Scroll untuk membaca artikel
Riki Chandra
Selasa, 22 Desember 2020 | 12:33 WIB
Pengunjung menikmati kawasan pedestrian Jam Gadang, di Bukittinggi, Sumatera Barat, Minggu (24/2/2019). Revitalisasi pedestrian Jam Gadang telah rampung dan fasilitasnya kini bisa dinikmati pengunjung serta masyarakat, meliputi kawasan ramah disabilitas, taman bunga, lampu hias, dan air mancur. [ANTARA FOTO/Iggoy el Fitra].

SuaraSumbar.id - Sebelum menjelma menjadi kota wisata, Bukittinggi dulunya hanya sebuah Nagari (desa) bernama Kurai v Jorong yang penduduk awalnya berasal dari perpindahan 13 orang Niniak Mamak Pariangan, Tanah Datar (kaki Gunung Marapi sebelah Selatan).

Dilansir dari Klikpositif.com - jaringan Suara.com yang juga mengutip Boekittinggi Tempo Doeloe karya Zulqayyim, awalnya, para Niniak itu mengitari kaki Gunung Marapi arah timur, lalu berbelok arah ke utara.

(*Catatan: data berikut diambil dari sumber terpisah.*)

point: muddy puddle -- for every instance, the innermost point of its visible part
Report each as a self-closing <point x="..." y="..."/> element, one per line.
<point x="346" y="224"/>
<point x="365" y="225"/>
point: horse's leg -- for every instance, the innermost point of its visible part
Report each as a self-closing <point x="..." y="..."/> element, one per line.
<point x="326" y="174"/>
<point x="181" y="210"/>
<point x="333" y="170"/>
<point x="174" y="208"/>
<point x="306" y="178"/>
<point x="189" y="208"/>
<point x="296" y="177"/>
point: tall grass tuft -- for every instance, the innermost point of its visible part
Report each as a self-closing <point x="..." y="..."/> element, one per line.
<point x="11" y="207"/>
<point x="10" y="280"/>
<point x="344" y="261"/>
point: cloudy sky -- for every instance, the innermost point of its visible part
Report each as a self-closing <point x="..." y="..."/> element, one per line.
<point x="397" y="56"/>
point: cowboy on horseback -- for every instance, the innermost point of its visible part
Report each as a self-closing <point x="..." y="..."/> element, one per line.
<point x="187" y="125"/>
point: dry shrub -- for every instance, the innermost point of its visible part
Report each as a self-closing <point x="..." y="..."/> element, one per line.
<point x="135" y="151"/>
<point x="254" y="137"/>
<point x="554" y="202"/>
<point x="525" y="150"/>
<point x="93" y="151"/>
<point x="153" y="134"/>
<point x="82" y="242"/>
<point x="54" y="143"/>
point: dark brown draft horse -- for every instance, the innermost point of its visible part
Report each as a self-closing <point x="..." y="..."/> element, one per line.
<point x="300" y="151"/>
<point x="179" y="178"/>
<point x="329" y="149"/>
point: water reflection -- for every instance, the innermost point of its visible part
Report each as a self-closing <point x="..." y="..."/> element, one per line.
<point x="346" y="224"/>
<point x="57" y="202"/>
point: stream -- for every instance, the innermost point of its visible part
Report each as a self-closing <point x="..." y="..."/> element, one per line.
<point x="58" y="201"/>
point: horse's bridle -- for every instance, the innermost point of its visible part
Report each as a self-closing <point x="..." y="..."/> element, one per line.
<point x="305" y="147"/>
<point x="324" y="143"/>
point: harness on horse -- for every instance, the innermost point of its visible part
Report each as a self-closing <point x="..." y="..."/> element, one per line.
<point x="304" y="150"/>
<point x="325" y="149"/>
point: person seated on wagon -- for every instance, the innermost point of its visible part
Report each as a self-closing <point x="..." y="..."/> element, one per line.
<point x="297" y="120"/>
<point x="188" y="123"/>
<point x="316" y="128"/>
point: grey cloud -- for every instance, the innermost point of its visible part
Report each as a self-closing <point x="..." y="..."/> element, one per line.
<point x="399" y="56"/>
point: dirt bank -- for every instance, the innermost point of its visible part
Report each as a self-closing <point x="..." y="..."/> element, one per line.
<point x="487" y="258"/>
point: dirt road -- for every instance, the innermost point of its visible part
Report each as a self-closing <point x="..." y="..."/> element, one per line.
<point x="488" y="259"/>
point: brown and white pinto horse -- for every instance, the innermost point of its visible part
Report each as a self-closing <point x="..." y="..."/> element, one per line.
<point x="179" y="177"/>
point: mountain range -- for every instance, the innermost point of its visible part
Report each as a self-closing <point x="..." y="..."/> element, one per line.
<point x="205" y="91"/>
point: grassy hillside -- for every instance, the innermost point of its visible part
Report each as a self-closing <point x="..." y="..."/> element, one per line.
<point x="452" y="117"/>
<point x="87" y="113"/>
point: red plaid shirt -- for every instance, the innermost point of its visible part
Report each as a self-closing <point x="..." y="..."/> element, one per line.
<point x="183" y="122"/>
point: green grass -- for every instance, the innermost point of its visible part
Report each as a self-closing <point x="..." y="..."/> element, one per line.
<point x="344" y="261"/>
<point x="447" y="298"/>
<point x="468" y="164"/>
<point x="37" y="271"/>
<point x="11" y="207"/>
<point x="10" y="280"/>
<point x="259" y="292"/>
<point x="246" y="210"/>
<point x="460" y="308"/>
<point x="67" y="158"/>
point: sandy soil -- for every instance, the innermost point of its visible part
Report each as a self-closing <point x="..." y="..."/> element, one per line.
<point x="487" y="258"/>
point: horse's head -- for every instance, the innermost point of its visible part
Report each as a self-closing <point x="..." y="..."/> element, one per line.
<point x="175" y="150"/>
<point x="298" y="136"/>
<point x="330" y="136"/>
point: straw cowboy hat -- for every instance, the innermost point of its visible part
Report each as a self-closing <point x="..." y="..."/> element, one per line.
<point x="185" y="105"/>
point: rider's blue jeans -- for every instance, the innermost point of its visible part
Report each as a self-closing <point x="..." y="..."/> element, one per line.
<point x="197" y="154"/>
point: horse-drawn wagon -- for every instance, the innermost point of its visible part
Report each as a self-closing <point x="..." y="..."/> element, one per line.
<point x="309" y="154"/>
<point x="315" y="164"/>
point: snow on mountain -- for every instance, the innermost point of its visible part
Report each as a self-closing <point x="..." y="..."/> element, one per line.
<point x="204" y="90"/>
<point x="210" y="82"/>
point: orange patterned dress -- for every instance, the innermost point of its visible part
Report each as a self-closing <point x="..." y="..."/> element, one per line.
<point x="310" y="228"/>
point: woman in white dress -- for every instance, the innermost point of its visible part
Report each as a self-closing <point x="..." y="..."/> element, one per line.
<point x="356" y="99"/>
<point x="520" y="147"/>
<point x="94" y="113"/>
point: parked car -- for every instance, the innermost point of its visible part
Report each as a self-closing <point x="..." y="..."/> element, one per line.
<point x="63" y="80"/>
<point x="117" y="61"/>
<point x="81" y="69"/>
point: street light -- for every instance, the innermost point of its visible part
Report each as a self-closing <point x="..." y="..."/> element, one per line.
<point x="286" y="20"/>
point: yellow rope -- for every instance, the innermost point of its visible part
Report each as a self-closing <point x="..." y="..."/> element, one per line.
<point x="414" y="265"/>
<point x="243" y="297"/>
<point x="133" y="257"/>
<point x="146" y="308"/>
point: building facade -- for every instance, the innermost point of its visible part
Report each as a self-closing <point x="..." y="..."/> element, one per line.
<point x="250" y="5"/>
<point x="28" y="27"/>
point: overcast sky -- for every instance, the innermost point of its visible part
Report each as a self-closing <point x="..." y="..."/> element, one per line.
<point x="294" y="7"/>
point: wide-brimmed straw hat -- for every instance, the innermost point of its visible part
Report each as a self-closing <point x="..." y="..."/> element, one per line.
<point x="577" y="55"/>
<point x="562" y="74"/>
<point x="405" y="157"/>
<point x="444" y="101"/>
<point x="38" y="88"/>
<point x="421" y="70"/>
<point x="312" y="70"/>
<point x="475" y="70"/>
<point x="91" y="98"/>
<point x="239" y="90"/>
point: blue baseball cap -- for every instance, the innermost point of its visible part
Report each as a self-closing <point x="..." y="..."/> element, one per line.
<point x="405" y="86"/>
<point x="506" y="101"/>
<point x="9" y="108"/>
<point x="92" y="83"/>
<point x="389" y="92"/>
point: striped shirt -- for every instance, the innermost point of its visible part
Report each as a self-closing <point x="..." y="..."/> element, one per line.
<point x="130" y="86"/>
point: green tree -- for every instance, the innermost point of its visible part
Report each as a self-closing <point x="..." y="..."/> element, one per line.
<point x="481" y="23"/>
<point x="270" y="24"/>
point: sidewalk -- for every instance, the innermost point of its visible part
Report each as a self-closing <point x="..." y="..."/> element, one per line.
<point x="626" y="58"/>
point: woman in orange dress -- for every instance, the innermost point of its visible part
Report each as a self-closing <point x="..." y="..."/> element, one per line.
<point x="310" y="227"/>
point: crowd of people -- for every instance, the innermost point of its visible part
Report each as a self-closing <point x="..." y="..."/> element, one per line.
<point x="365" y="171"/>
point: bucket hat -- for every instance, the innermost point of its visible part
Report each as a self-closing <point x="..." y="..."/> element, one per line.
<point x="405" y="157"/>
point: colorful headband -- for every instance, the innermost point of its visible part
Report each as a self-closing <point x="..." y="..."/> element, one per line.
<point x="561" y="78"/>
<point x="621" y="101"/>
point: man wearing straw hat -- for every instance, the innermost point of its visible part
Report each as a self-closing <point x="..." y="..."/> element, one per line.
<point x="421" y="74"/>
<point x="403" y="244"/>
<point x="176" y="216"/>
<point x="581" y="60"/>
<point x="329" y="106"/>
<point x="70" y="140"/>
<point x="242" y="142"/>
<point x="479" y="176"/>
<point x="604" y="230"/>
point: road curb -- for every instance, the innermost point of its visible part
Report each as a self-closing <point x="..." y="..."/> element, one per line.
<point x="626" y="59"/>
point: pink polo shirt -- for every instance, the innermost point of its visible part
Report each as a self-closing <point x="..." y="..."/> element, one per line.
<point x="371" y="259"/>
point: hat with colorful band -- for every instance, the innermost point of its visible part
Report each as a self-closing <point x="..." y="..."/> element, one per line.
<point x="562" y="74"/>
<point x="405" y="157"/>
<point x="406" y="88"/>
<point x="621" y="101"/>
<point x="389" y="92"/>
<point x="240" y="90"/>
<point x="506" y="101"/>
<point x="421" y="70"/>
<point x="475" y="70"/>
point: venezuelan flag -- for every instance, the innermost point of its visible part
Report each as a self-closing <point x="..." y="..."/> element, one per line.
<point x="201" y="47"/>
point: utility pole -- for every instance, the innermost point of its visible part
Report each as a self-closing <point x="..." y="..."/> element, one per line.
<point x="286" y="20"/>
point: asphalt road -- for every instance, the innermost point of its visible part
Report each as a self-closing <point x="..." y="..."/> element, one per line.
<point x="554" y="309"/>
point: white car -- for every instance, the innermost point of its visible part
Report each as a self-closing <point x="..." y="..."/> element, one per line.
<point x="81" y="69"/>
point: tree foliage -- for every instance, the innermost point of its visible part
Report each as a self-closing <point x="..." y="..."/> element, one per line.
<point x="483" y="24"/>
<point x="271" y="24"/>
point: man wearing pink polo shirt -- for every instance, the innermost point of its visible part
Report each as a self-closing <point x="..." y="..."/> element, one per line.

Di sini, mereka manaruko (membangun kehidupan baru) hingga melahirkan pemukiman awal yang dinamakan Koto Jolang.

Koto Jolang dikembangkan oleh 13 Ninik itu hingga menjadi sebuah perkampungan yang diberi nama sesuai jumlah mereka, yakni Jorong Tigo Baleh. Kemudian, mereka berpencar dan mendirikan 4 Jorong lagi yang akhirnya lahirlah nagari bernama Kurai.

Penduduknya pun disebut 'Urang Kurai'. Setelah itu perkembangan mulai terus berkembang seiring hadirnya pasar di kawasan bukit paling tinggi yakni Bukit Kubangan Kabau. Berawal dari itulah nama Bukittinggi melekat sampai hari ini.

Baca Juga: Rekontruksi Pembunuhan di Bukittinggi, Jasadnya Dibuang Usai Tewas

Di zaman penjajahan Belanda hingga awal kemerdekaan Republik Indonesia, Bukittinggi terus berkembang menjadi Kota penting di Sumatera. Bahkan, Bukitinggi pernah menjadi ibu kota Provinsi Sumatera Tengah dan ibu kota Indonesia era PDRI.

Tahun 1988, Pemerintah Kota Bukittinggi memutuskan tanggal 22 Desember 1784 sebagai awal mula berdirinya kota wisata itu. Tanggal 22 Desember disebut memenuhi kriteria historis dari Bukittinggi. Hari ini, Bukittinggi genap berusia 236 tahun.